Reimagined Hadley: Groundbreaking Digital Footprint For Those Facing Vision Loss
WINNETKA, Ill: In 1920, William Hadley, a Chicago area high school teacher who lost his sight at the age of 55, revolutionized the way adults facing vision loss would learn to read again when he created his Braille by Mail system.
Taking a dramatically different approach to reaching an audience that is often difficult to reach—primarily older adults facing vision loss related to diseases such as macular degeneration and glaucoma—Hadley has entirely overhauled its digital footprint, Hadley.edu.
Built on many months of research and development work, the new approach is entirely based on the needs, wants and desires of visually impaired adults. The ease-of-use, personalized settings, a wide selection of how-to video workshops, and live support from experts are just a few of the elements that make the new Hadley website a game changer.
At the core of Hadley.edu is a highly personalized approach, explains Hadley President Julie Tye. No matter the level of vision someone has, they bring with them a unique set of needs, interests, and their own preferences for how to learn new skills.

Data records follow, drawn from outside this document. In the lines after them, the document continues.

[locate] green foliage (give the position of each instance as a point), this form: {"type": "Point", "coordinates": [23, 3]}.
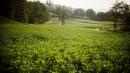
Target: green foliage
{"type": "Point", "coordinates": [90, 13]}
{"type": "Point", "coordinates": [24, 11]}
{"type": "Point", "coordinates": [79, 13]}
{"type": "Point", "coordinates": [58, 49]}
{"type": "Point", "coordinates": [37, 12]}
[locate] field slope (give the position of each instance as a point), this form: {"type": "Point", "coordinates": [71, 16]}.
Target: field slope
{"type": "Point", "coordinates": [53, 48]}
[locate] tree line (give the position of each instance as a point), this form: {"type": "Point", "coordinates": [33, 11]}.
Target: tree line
{"type": "Point", "coordinates": [24, 11]}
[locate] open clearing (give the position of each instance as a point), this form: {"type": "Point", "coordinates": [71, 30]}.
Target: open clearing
{"type": "Point", "coordinates": [72, 48]}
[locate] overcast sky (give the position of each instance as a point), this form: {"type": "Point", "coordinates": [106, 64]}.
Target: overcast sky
{"type": "Point", "coordinates": [97, 5]}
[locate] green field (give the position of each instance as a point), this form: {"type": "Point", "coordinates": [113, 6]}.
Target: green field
{"type": "Point", "coordinates": [77, 47]}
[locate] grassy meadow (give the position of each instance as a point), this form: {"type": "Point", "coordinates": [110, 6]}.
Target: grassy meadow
{"type": "Point", "coordinates": [79, 46]}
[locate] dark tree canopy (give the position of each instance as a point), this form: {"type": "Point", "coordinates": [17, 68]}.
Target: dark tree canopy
{"type": "Point", "coordinates": [90, 13]}
{"type": "Point", "coordinates": [24, 11]}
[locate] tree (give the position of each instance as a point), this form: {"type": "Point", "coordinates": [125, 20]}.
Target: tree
{"type": "Point", "coordinates": [37, 12]}
{"type": "Point", "coordinates": [100, 16]}
{"type": "Point", "coordinates": [118, 11]}
{"type": "Point", "coordinates": [62, 13]}
{"type": "Point", "coordinates": [79, 13]}
{"type": "Point", "coordinates": [90, 13]}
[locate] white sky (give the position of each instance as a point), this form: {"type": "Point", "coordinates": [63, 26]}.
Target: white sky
{"type": "Point", "coordinates": [97, 5]}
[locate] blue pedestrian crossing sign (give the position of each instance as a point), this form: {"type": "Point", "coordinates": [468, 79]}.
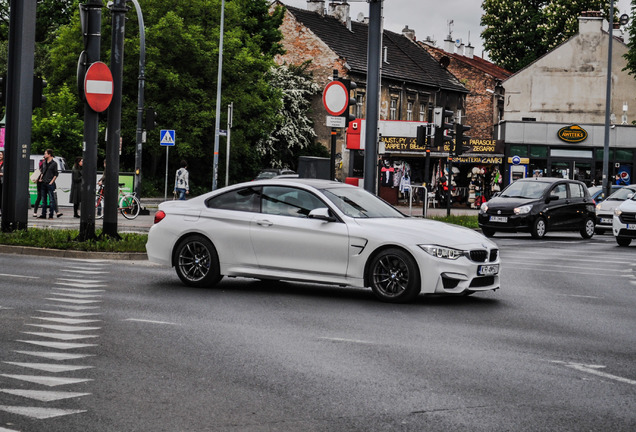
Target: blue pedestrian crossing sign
{"type": "Point", "coordinates": [167, 137]}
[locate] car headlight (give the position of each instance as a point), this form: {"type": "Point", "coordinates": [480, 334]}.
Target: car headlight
{"type": "Point", "coordinates": [523, 209]}
{"type": "Point", "coordinates": [442, 251]}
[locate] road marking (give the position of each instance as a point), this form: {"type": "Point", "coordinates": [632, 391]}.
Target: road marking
{"type": "Point", "coordinates": [347, 340]}
{"type": "Point", "coordinates": [73, 314]}
{"type": "Point", "coordinates": [47, 381]}
{"type": "Point", "coordinates": [64, 328]}
{"type": "Point", "coordinates": [594, 370]}
{"type": "Point", "coordinates": [75, 301]}
{"type": "Point", "coordinates": [67, 320]}
{"type": "Point", "coordinates": [59, 345]}
{"type": "Point", "coordinates": [19, 276]}
{"type": "Point", "coordinates": [61, 336]}
{"type": "Point", "coordinates": [38, 413]}
{"type": "Point", "coordinates": [54, 355]}
{"type": "Point", "coordinates": [50, 367]}
{"type": "Point", "coordinates": [43, 395]}
{"type": "Point", "coordinates": [150, 321]}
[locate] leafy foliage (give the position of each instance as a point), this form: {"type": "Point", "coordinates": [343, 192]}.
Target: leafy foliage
{"type": "Point", "coordinates": [517, 32]}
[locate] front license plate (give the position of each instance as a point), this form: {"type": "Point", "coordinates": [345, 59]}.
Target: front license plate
{"type": "Point", "coordinates": [503, 219]}
{"type": "Point", "coordinates": [488, 270]}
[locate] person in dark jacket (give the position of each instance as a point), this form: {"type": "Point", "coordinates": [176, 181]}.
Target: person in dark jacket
{"type": "Point", "coordinates": [76, 185]}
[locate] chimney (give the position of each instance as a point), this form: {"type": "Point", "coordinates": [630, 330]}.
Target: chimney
{"type": "Point", "coordinates": [590, 22]}
{"type": "Point", "coordinates": [470, 51]}
{"type": "Point", "coordinates": [409, 33]}
{"type": "Point", "coordinates": [341, 11]}
{"type": "Point", "coordinates": [449, 44]}
{"type": "Point", "coordinates": [316, 6]}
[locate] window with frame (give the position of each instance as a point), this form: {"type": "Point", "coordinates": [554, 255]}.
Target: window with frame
{"type": "Point", "coordinates": [244, 199]}
{"type": "Point", "coordinates": [393, 110]}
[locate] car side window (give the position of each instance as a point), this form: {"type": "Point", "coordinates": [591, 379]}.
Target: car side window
{"type": "Point", "coordinates": [576, 191]}
{"type": "Point", "coordinates": [245, 199]}
{"type": "Point", "coordinates": [289, 201]}
{"type": "Point", "coordinates": [560, 190]}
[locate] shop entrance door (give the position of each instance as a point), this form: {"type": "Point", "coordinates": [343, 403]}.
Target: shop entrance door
{"type": "Point", "coordinates": [574, 169]}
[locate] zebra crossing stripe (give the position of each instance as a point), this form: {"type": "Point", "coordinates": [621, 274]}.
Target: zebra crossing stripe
{"type": "Point", "coordinates": [43, 395]}
{"type": "Point", "coordinates": [38, 413]}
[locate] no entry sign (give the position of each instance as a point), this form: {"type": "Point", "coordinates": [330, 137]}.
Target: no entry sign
{"type": "Point", "coordinates": [98, 86]}
{"type": "Point", "coordinates": [335, 98]}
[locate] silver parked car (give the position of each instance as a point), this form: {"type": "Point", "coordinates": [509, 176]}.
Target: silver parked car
{"type": "Point", "coordinates": [319, 231]}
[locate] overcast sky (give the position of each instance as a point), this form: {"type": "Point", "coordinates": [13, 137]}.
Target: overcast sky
{"type": "Point", "coordinates": [430, 17]}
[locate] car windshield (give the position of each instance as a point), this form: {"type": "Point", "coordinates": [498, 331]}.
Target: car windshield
{"type": "Point", "coordinates": [621, 194]}
{"type": "Point", "coordinates": [358, 203]}
{"type": "Point", "coordinates": [525, 189]}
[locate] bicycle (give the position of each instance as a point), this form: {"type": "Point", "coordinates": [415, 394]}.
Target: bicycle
{"type": "Point", "coordinates": [128, 203]}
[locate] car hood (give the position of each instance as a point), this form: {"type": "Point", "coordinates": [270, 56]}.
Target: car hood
{"type": "Point", "coordinates": [510, 203]}
{"type": "Point", "coordinates": [425, 231]}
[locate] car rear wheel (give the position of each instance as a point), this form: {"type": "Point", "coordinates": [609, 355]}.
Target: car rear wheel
{"type": "Point", "coordinates": [623, 241]}
{"type": "Point", "coordinates": [394, 276]}
{"type": "Point", "coordinates": [587, 230]}
{"type": "Point", "coordinates": [488, 232]}
{"type": "Point", "coordinates": [196, 262]}
{"type": "Point", "coordinates": [539, 228]}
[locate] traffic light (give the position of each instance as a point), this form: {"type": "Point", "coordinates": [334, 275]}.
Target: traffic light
{"type": "Point", "coordinates": [151, 116]}
{"type": "Point", "coordinates": [461, 140]}
{"type": "Point", "coordinates": [350, 85]}
{"type": "Point", "coordinates": [443, 122]}
{"type": "Point", "coordinates": [38, 96]}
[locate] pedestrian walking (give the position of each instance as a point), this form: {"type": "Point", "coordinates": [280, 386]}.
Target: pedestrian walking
{"type": "Point", "coordinates": [49, 175]}
{"type": "Point", "coordinates": [181, 182]}
{"type": "Point", "coordinates": [76, 185]}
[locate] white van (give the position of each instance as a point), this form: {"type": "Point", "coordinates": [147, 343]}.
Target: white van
{"type": "Point", "coordinates": [35, 162]}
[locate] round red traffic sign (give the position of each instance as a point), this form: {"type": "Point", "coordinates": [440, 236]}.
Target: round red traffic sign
{"type": "Point", "coordinates": [98, 86]}
{"type": "Point", "coordinates": [335, 98]}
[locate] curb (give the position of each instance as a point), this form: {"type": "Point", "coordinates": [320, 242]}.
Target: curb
{"type": "Point", "coordinates": [61, 253]}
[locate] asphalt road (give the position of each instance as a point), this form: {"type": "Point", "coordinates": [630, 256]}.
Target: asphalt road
{"type": "Point", "coordinates": [552, 350]}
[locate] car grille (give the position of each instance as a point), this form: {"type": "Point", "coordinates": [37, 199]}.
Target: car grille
{"type": "Point", "coordinates": [628, 218]}
{"type": "Point", "coordinates": [481, 255]}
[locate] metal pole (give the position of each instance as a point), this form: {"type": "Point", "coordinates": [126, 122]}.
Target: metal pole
{"type": "Point", "coordinates": [373, 95]}
{"type": "Point", "coordinates": [230, 113]}
{"type": "Point", "coordinates": [608, 108]}
{"type": "Point", "coordinates": [165, 190]}
{"type": "Point", "coordinates": [217, 125]}
{"type": "Point", "coordinates": [140, 97]}
{"type": "Point", "coordinates": [111, 188]}
{"type": "Point", "coordinates": [92, 12]}
{"type": "Point", "coordinates": [15, 196]}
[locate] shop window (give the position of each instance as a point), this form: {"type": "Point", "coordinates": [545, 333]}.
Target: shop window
{"type": "Point", "coordinates": [519, 150]}
{"type": "Point", "coordinates": [393, 111]}
{"type": "Point", "coordinates": [538, 151]}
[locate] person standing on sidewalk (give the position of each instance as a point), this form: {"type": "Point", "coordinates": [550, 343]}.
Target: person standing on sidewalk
{"type": "Point", "coordinates": [76, 185]}
{"type": "Point", "coordinates": [181, 181]}
{"type": "Point", "coordinates": [49, 175]}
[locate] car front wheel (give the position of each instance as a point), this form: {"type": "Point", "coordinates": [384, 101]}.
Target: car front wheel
{"type": "Point", "coordinates": [197, 262]}
{"type": "Point", "coordinates": [587, 231]}
{"type": "Point", "coordinates": [539, 228]}
{"type": "Point", "coordinates": [394, 277]}
{"type": "Point", "coordinates": [623, 241]}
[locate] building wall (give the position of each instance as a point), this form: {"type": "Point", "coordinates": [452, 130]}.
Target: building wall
{"type": "Point", "coordinates": [568, 85]}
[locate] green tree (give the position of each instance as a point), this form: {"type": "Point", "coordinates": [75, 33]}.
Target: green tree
{"type": "Point", "coordinates": [517, 32]}
{"type": "Point", "coordinates": [294, 132]}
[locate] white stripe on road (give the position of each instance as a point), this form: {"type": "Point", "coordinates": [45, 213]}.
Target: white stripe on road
{"type": "Point", "coordinates": [594, 370]}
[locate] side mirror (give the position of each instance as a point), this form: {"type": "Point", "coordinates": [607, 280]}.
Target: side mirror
{"type": "Point", "coordinates": [321, 213]}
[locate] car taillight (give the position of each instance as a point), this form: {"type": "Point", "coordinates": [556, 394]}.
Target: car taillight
{"type": "Point", "coordinates": [159, 216]}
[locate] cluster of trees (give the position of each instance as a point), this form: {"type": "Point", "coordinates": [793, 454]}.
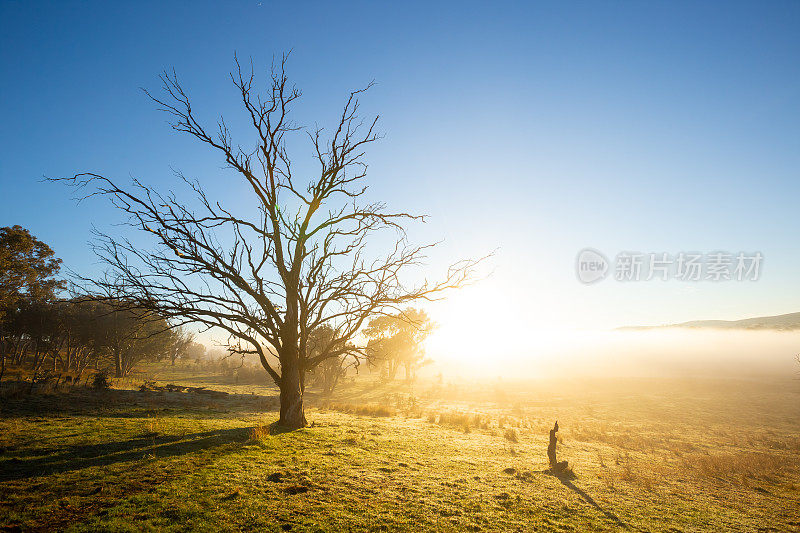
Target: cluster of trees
{"type": "Point", "coordinates": [294, 281]}
{"type": "Point", "coordinates": [43, 332]}
{"type": "Point", "coordinates": [396, 340]}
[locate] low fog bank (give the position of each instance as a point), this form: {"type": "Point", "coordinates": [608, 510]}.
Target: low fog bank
{"type": "Point", "coordinates": [665, 352]}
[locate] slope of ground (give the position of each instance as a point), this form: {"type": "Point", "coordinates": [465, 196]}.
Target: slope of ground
{"type": "Point", "coordinates": [647, 456]}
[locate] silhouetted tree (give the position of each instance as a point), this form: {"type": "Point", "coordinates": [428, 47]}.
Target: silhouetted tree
{"type": "Point", "coordinates": [328, 373]}
{"type": "Point", "coordinates": [27, 278]}
{"type": "Point", "coordinates": [397, 340]}
{"type": "Point", "coordinates": [270, 277]}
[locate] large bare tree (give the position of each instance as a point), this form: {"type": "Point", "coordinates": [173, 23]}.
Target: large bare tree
{"type": "Point", "coordinates": [268, 277]}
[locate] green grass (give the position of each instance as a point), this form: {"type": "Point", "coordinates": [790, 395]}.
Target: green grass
{"type": "Point", "coordinates": [647, 455]}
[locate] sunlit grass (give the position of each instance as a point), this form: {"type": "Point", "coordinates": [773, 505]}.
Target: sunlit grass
{"type": "Point", "coordinates": [649, 455]}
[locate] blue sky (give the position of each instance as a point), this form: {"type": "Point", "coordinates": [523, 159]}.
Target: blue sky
{"type": "Point", "coordinates": [536, 129]}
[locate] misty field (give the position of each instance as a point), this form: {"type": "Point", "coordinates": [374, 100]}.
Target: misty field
{"type": "Point", "coordinates": [646, 455]}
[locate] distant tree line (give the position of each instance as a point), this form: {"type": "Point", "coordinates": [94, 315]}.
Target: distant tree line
{"type": "Point", "coordinates": [42, 332]}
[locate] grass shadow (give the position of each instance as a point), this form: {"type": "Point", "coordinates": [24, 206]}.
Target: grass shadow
{"type": "Point", "coordinates": [566, 478]}
{"type": "Point", "coordinates": [84, 456]}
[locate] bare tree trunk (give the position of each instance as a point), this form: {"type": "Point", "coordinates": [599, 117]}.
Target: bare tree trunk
{"type": "Point", "coordinates": [292, 410]}
{"type": "Point", "coordinates": [117, 364]}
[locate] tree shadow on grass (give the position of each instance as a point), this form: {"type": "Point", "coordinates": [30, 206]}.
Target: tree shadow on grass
{"type": "Point", "coordinates": [149, 445]}
{"type": "Point", "coordinates": [566, 478]}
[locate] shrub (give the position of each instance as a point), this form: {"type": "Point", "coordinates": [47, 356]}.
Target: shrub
{"type": "Point", "coordinates": [101, 381]}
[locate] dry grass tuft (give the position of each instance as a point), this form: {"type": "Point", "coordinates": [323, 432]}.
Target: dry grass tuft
{"type": "Point", "coordinates": [737, 464]}
{"type": "Point", "coordinates": [511, 435]}
{"type": "Point", "coordinates": [259, 434]}
{"type": "Point", "coordinates": [363, 409]}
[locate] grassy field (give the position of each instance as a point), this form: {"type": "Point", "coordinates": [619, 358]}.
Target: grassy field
{"type": "Point", "coordinates": [647, 455]}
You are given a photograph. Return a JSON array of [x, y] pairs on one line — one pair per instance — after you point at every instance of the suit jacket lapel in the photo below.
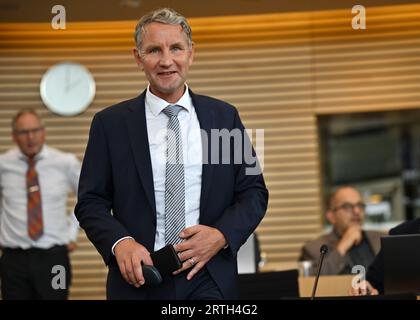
[[137, 133], [206, 119]]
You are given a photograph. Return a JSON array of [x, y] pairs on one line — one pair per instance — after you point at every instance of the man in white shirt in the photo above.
[[36, 233], [150, 178]]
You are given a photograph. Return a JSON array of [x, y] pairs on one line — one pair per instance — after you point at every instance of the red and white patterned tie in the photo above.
[[35, 223]]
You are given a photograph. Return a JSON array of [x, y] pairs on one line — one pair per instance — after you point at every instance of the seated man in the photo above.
[[348, 244], [375, 274]]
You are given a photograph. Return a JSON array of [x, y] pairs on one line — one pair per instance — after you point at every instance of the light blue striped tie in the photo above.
[[174, 178]]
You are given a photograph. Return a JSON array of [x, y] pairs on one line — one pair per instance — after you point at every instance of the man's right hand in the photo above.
[[130, 255], [363, 289], [352, 236]]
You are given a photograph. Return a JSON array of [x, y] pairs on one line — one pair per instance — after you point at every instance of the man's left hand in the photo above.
[[71, 246], [202, 244]]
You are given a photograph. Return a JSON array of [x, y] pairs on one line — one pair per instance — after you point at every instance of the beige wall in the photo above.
[[280, 70]]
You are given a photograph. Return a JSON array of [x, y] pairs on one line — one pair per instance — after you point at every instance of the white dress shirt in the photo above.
[[157, 122], [57, 173]]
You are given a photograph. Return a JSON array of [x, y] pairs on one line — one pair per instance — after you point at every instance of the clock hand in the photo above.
[[67, 79], [73, 84]]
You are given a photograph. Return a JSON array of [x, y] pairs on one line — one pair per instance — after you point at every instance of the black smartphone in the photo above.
[[166, 260]]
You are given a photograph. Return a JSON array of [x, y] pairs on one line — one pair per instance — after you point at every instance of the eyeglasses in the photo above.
[[28, 131], [349, 207]]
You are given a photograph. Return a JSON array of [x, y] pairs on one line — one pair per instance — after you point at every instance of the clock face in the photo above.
[[67, 88]]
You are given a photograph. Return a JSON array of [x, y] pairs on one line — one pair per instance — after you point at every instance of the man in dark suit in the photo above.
[[154, 174], [348, 243], [375, 276]]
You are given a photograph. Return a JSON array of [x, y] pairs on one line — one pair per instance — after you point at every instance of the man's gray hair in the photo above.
[[166, 16], [22, 113]]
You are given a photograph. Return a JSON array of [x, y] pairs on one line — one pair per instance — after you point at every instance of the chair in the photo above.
[[269, 285]]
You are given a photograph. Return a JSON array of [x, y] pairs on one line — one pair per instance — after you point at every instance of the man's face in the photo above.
[[165, 58], [29, 134], [347, 210]]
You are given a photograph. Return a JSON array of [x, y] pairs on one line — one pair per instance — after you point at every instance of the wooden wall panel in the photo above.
[[280, 70]]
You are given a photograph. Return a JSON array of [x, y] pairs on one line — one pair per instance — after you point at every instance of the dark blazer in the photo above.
[[117, 177], [376, 271], [334, 263]]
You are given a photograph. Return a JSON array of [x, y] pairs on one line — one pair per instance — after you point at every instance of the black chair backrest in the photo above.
[[269, 285]]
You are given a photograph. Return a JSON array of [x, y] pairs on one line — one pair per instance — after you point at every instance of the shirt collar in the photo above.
[[41, 155], [157, 104]]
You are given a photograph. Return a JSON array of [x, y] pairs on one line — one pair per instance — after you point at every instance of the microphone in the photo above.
[[323, 250]]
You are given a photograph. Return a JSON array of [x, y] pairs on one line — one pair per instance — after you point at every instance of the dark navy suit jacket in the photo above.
[[116, 191]]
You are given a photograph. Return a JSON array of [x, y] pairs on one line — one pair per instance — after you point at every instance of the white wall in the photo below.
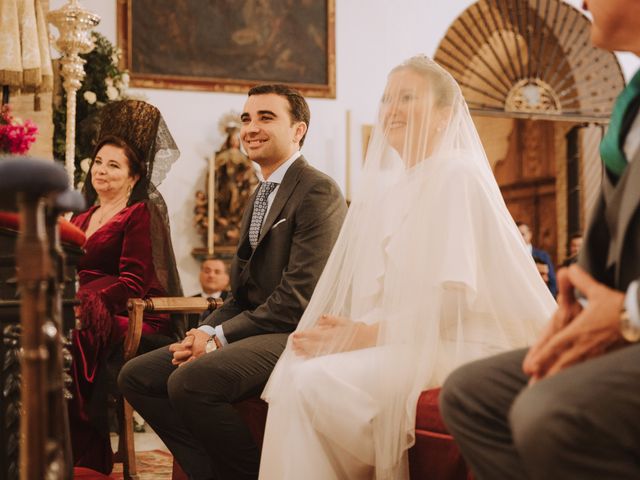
[[371, 37]]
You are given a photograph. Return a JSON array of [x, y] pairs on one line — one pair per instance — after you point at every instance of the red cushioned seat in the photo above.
[[69, 233], [435, 456], [82, 473]]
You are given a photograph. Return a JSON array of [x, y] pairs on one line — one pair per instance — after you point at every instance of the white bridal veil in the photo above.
[[429, 252]]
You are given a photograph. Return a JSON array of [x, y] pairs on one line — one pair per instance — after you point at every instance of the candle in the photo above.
[[211, 198], [348, 158]]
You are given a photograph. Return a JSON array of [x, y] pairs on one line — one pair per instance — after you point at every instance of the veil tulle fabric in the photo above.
[[429, 252]]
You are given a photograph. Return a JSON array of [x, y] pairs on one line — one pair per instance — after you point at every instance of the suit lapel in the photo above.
[[629, 200], [285, 190]]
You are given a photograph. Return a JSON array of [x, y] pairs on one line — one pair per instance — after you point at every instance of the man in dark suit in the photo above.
[[186, 391], [538, 253], [568, 408]]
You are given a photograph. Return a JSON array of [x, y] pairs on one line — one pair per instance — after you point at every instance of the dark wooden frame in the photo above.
[[325, 87]]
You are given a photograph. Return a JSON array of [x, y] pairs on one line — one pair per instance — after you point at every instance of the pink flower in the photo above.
[[15, 137]]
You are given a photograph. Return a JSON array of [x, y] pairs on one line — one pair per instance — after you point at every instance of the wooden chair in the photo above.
[[137, 307]]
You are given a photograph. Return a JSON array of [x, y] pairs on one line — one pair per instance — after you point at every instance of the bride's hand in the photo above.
[[333, 334]]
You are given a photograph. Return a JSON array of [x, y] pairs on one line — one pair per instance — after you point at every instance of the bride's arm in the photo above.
[[334, 334]]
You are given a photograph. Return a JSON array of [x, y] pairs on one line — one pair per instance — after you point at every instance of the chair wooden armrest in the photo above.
[[136, 308]]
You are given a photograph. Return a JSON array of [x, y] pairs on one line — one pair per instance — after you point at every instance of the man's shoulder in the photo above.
[[310, 174]]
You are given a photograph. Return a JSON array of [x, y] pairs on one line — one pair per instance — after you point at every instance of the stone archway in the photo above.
[[530, 76]]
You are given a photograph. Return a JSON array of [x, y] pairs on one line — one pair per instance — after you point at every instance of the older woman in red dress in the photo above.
[[128, 254]]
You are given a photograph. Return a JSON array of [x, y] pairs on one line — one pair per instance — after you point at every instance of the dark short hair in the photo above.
[[136, 165], [539, 260], [298, 107]]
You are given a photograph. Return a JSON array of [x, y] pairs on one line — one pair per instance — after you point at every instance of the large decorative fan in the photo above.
[[531, 57]]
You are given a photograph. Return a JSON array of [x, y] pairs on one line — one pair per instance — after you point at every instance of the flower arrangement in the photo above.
[[104, 82], [16, 136]]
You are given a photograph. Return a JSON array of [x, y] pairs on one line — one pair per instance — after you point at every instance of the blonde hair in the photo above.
[[444, 87]]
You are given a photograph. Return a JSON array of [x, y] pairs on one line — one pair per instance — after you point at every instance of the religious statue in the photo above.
[[234, 180]]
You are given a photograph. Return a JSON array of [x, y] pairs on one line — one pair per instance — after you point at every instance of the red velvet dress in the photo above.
[[116, 266]]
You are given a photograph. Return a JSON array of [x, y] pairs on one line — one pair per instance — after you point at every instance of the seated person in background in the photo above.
[[568, 408], [575, 244], [214, 281], [128, 254], [543, 269], [525, 231]]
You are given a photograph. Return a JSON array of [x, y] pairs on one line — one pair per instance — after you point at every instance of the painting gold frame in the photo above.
[[224, 46]]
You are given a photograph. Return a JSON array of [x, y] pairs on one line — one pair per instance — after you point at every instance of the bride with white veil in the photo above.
[[429, 272]]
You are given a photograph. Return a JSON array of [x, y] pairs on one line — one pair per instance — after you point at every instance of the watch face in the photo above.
[[211, 346], [629, 332]]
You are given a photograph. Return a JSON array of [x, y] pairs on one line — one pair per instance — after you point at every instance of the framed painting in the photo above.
[[229, 45]]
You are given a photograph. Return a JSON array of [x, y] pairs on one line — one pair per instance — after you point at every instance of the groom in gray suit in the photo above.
[[186, 391], [568, 408]]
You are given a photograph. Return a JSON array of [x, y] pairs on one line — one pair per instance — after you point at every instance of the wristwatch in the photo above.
[[211, 345], [629, 331]]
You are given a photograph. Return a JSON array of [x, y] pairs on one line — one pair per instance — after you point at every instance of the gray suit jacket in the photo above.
[[271, 285], [611, 247]]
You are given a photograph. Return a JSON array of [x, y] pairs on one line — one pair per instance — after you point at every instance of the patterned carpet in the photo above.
[[152, 465]]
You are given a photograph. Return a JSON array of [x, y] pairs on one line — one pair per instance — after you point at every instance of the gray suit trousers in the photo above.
[[190, 407], [582, 423]]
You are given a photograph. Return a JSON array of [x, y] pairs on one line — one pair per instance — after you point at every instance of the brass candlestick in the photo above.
[[74, 24]]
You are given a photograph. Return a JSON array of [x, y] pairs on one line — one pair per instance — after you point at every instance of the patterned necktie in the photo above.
[[259, 211], [611, 147]]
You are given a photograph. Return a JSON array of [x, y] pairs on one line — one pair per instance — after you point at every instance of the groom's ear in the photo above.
[[300, 130]]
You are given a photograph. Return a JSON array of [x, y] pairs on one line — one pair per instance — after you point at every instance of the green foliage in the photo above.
[[104, 82]]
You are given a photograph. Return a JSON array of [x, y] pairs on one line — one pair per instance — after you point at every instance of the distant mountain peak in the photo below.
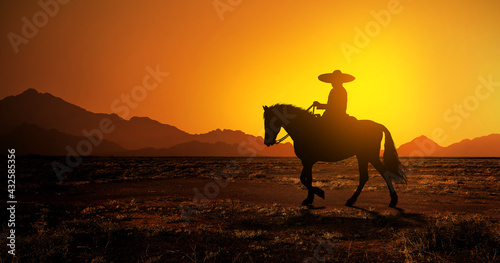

Whether the user is interested in learning how to safely use a sharp knife when preparing meals or figuring out how to get back to using a computer, phone, or digital assistant, they'll find the new Hadley.edu very intuitive.
Visitors are invited to create their own personal account and then, after adjusting the contrast and font color and text sizes to their liking, are offered different learning avenues including Daily Living, Adjusting to Vision Loss, Recreation, Technology, Braille, and working.
Best of all, every page has a help icon which connects users directly to a live Hadley team member, making the experience less daunting and assuring that Hadley is there every step of the way.